A new study conducted by mathematical statisticians at the US Food and Drug Administration (FDA) bridges the gap between an objective endpoint and a patient-reported outcome (PRO).
The research, led by statisticians Chul Ahn and Xin Fang at FDA’s Center for Devices and Radiological Health (CDRH), seeks to arrive at an acceptable level of probability for a PRO measure to reveal the “truth” of a subject’s disease or health condition. It comes at time when the science of patient input has gained momentum at FDA.
With FDA pushing for greater use of PROs in product development, a major challenge has been the inherently biased nature of these measures in the context of clinical endpoints. This has remained a barrier not just from a clinical research standpoint, but also from that of healthcare providers’ varying interpretations of published statistical guidelines for tailored treatment plans.
A team of researchers from the University of Maryland School of Pharmacy, in an article published in August, questioned the listing of PROs in FDA’s pilot Clinical Outcome Assessment Compendium over whether entries are truly representative of measures that matter to patients.
PROs, however, have become “increasingly important in measuring the effectiveness of a drug or medical device,” the study researchers argued, pointing to a growing body of medical devices, new drug labels, new molecular entities and biologic license applications that have been granted or approved that include PRO claims over the past several decades.

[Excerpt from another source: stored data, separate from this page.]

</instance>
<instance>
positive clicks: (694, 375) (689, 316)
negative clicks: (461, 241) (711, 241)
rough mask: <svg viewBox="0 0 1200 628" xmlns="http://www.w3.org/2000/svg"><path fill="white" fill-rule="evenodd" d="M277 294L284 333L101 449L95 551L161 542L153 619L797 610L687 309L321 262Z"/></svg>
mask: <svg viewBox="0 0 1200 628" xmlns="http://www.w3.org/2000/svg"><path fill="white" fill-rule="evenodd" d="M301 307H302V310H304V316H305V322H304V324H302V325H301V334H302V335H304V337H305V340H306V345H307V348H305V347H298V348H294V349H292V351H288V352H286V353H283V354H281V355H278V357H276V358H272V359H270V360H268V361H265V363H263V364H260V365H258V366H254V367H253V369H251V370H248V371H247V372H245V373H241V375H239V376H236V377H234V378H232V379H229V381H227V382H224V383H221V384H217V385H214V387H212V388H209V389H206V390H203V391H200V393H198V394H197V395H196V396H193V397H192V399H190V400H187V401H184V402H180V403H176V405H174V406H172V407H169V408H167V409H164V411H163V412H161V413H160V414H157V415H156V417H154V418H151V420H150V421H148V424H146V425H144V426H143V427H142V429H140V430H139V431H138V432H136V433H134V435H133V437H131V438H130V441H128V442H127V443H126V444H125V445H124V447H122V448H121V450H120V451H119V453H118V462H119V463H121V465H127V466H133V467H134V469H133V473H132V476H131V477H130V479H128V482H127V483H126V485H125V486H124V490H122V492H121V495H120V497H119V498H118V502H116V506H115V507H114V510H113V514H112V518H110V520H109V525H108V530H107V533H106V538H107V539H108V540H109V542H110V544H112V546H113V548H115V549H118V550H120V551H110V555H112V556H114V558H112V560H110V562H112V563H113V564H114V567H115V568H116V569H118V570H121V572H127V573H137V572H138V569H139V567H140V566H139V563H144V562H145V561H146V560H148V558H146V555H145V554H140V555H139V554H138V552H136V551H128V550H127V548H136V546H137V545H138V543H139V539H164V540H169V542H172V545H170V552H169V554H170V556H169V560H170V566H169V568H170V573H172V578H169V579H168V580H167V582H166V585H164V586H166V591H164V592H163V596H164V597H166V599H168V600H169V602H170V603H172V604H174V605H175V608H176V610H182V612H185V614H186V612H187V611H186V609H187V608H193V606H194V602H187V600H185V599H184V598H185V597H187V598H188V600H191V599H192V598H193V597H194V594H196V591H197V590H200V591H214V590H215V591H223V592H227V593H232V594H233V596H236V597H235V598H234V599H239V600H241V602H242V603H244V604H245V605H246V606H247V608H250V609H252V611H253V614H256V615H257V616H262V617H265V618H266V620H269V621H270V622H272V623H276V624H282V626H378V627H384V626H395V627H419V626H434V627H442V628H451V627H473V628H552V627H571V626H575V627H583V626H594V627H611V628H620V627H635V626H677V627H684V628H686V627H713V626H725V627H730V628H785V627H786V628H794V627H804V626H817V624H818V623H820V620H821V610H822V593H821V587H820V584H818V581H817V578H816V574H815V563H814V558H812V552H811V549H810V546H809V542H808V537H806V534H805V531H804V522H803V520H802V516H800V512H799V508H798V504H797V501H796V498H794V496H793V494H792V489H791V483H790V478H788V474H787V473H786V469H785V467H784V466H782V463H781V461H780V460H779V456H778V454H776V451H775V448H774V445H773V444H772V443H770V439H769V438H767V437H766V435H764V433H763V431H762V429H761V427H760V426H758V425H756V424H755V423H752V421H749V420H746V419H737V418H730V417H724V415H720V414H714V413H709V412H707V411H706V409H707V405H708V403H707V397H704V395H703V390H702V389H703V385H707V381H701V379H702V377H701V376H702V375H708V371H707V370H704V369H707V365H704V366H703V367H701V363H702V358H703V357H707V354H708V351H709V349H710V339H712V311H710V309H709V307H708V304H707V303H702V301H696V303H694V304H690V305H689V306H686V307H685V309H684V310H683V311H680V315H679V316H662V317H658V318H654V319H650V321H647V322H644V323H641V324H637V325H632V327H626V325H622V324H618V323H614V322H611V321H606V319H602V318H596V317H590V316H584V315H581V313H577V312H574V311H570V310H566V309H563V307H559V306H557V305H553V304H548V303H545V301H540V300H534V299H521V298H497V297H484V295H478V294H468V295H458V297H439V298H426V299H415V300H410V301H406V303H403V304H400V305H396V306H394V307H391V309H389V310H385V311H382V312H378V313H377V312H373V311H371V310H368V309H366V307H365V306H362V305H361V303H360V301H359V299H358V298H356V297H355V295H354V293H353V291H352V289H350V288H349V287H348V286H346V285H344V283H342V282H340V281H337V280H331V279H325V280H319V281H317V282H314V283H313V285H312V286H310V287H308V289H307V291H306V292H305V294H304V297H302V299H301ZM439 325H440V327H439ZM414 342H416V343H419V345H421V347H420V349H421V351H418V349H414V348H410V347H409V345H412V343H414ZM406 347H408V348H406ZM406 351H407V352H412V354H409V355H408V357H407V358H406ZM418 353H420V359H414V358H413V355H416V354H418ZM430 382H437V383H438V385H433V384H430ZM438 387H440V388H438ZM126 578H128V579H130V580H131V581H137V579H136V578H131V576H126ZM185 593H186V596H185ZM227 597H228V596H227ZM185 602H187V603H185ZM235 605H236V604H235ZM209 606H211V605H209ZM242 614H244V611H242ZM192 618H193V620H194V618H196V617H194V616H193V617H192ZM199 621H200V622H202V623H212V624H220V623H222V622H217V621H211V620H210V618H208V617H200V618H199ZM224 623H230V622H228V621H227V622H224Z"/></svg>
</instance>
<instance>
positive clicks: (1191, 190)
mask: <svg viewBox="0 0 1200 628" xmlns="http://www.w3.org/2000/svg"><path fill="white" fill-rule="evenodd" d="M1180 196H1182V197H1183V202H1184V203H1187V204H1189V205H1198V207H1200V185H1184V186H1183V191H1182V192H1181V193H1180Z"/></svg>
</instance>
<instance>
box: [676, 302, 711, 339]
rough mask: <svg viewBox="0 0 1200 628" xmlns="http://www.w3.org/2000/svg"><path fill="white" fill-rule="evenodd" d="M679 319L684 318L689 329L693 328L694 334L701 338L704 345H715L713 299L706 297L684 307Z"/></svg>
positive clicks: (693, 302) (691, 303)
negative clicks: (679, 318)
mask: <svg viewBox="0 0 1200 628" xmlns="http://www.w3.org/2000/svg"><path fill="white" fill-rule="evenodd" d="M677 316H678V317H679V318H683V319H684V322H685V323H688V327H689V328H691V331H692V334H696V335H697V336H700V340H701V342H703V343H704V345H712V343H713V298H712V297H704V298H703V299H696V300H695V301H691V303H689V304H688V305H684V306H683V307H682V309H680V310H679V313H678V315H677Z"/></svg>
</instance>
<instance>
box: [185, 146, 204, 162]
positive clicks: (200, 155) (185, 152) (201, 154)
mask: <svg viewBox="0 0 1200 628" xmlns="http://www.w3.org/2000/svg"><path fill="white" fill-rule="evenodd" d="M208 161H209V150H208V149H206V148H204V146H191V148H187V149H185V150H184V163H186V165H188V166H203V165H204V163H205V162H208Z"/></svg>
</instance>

CDRH reported an increase last year of more than 500% in the number of device premarket submissions that included PRO measures over a six-year period, though use in post-approval studies has fluctuated. The center committed to developing a “‘fit-for-purpose’ framework for assessing validation evidence” in order to “improve predictability by clarifying the methodology used to review PROs for various types of uses” in conducting pre and postmarket regulatory reviews.
In January, CDRH also committed to advancing the use of in silico tools to evaluate patient outcomes. Neither a framework on the process used by review staff to evaluate PROs nor a policy for use of such tools have been made public thus far in the device space, though new final and draft FDA guidances were issued this year for pharmaceutical companies.

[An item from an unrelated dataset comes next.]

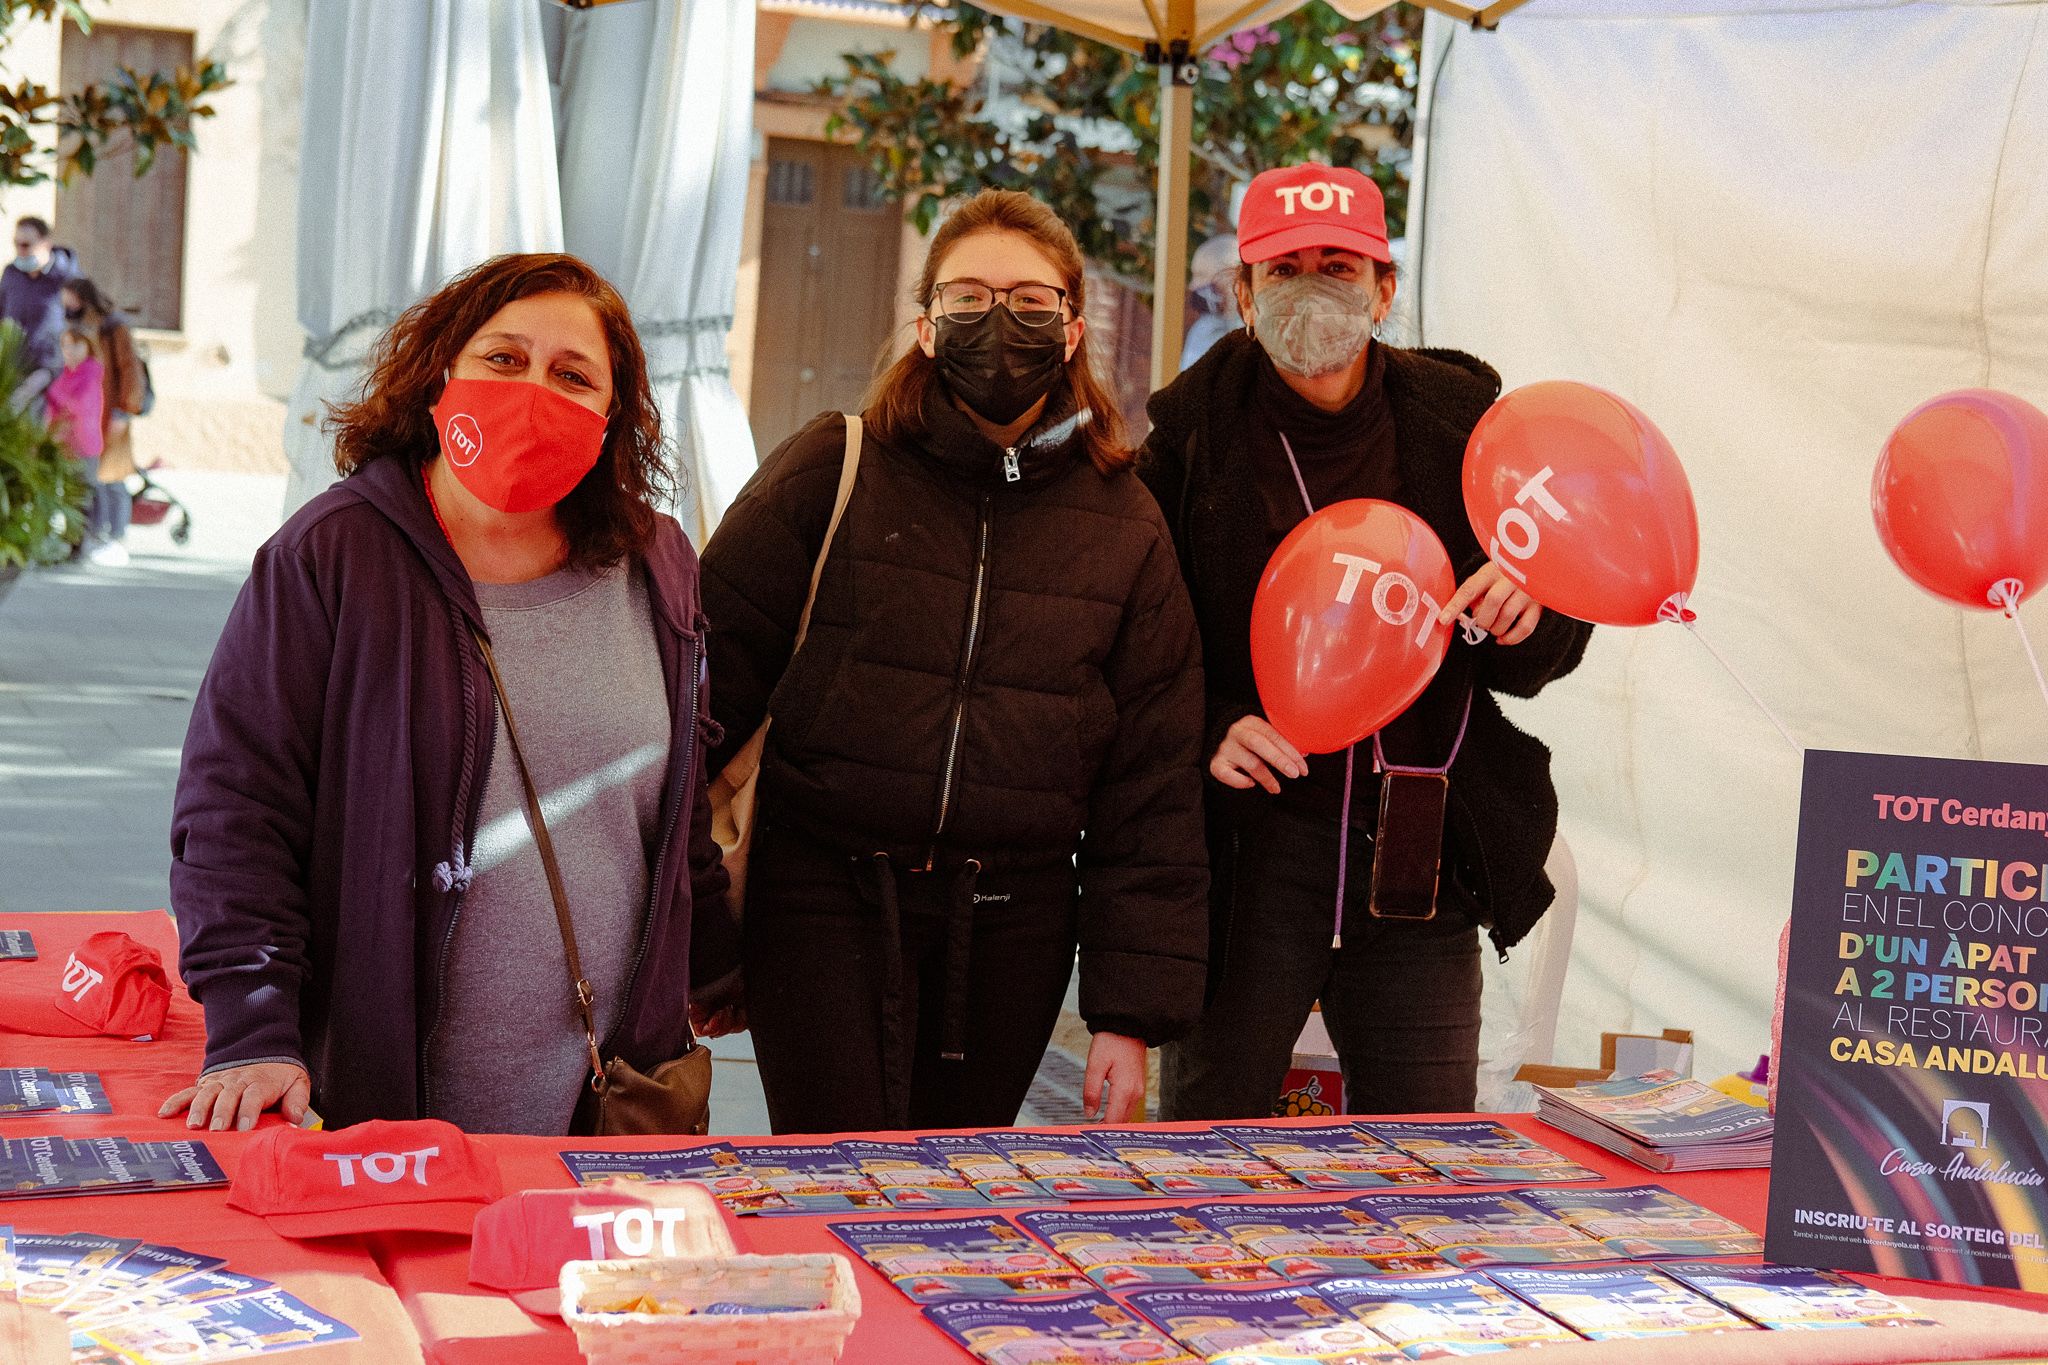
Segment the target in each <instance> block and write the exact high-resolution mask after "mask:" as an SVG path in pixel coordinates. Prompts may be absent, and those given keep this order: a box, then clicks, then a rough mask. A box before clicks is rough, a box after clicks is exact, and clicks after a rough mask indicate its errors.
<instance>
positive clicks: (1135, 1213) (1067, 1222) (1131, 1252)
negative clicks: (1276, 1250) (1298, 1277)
mask: <svg viewBox="0 0 2048 1365" xmlns="http://www.w3.org/2000/svg"><path fill="white" fill-rule="evenodd" d="M1018 1222H1020V1224H1024V1226H1026V1228H1028V1230H1030V1232H1032V1236H1036V1238H1038V1240H1042V1242H1044V1244H1047V1246H1051V1248H1053V1250H1055V1252H1059V1254H1061V1257H1065V1259H1067V1263H1069V1265H1073V1267H1077V1269H1079V1271H1081V1273H1083V1275H1087V1277H1090V1279H1092V1281H1096V1283H1098V1285H1102V1287H1104V1289H1130V1287H1135V1285H1221V1283H1255V1281H1268V1283H1270V1281H1276V1279H1280V1275H1276V1273H1274V1271H1270V1269H1268V1267H1266V1263H1264V1261H1260V1259H1257V1257H1251V1254H1249V1252H1245V1250H1241V1248H1239V1246H1237V1242H1233V1240H1231V1238H1229V1236H1225V1234H1221V1232H1217V1230H1214V1228H1210V1226H1206V1224H1204V1222H1202V1220H1198V1218H1194V1216H1192V1214H1190V1212H1188V1209H1141V1212H1135V1214H1124V1212H1090V1209H1042V1212H1036V1214H1020V1216H1018Z"/></svg>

“In order for a PRO [measure] to be claimed in labeling, the PRO has to be valid, reliable and able to detect a change if the targeted disease status changes,” the statisticians noted. They applied a simulation approach to hypothetical data for an ophthalmic device to arrive at Qiz, which is a subject-specific probability of a PRO measure revealing a disease status in a scale based on an objective endpoint. “Qiz can be also viewed as a new agreement statistic between a continuous endpoint and a binary endpoint with or without correlation among samples,” they argued. To apply the approach with multiple patients, the research suggests more PROs are needed to support what’s adequate enough for regulatory purposes.